Regulation Has Lead To Expensive And Slow Internet

There is a certain points in which government regulation is bad, and this is one of those:

The U.S. has fallen behind much of the Western world when it comes to phone, cable and Internet service. Americans actually pay much more for inferior service compared to their global counterparts.

In his new book, The Fine Print: How Big Companies Use ‘Plain English’ to Rob You Blind, Pulitzer Prize-winning reporter David Cay Johnston highlights these astounding facts:

  • Americans pay four times as much as the French for an Internet triple-play package—phone, cable TV and Internet—at an average of $160 per month versus $38 per month.
  • The French get global free calling and worldwide live television. Their Internet is also 10 times faster at downloading information and 20 times faster uploading it.
  • America has gone from #1 in Internet speed (when we invented it) to 29th in the world and falling.
  • Bulgaria is among the countries with faster Internet service.
  • Americans pay 38 times as much as the Japanese for Internet data.

Since the mid-1970’s when Ma Bell was cited as holding a monopoly over phone service, Americans have been told more competition would lower their phone bill. But the promise of lower prices has actually led to higher prices, says Johnston.

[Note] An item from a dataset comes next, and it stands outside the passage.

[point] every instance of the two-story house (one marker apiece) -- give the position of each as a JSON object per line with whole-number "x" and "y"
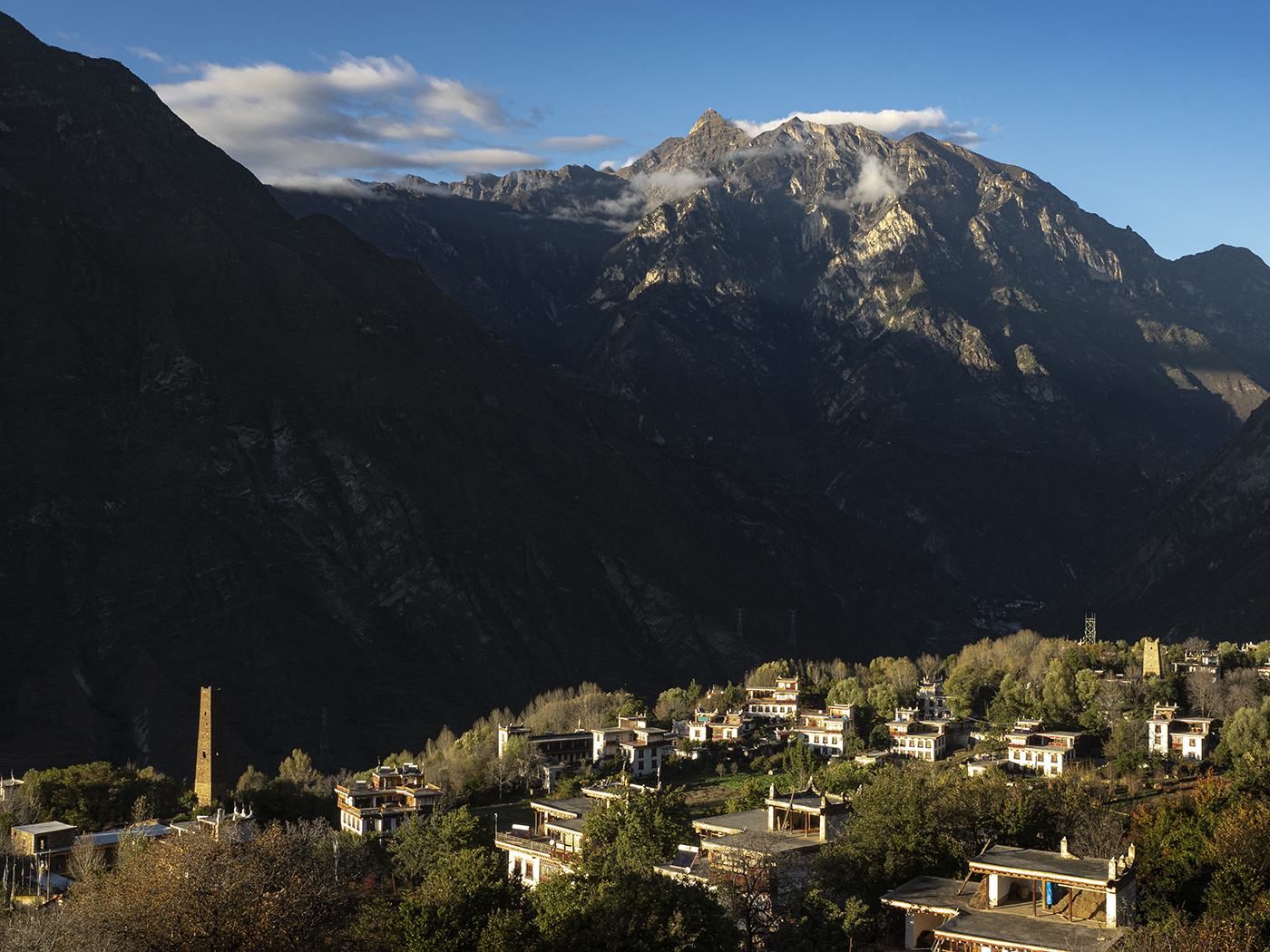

Johnston goes on to lay out the very reasons why we are so bad off:

The telecos got the rules changed while we weren’t watching,” says Johnston in the accompanying interview. Basically, the phone and cable companies lobbied Washington to change laws and regulations to favor their business over their customers.

And remember the so-called “Information Superhighway”?

Over the course of the last 20 years, nearly $500 billion has been collected by the telecom companies to (allegedly) bring America into the 21st century with an “Information Superhighway,” says Johnston. That works out ot $3,000 per household to have access to high-speed Internet.

Yet when we talk about things like net neutrality, the right starts screaming about government regulations. They fail to realize that government regulation is what’s killing us in costs and speed. It’s also what is preventing us from taking hold of a 21st century economy and going with it.

If we want to be serious about excelling, then we need to be serious about the cause of the problems. That means failed, partisan ideologies must be thrown out. If we don’t start looking into the problem, then we will help further the demise of our economy and our future. It’s time for a new technology bill that erases these problems and creates a sound foundation we can build upon. Don’t let America fall into the technological abyss.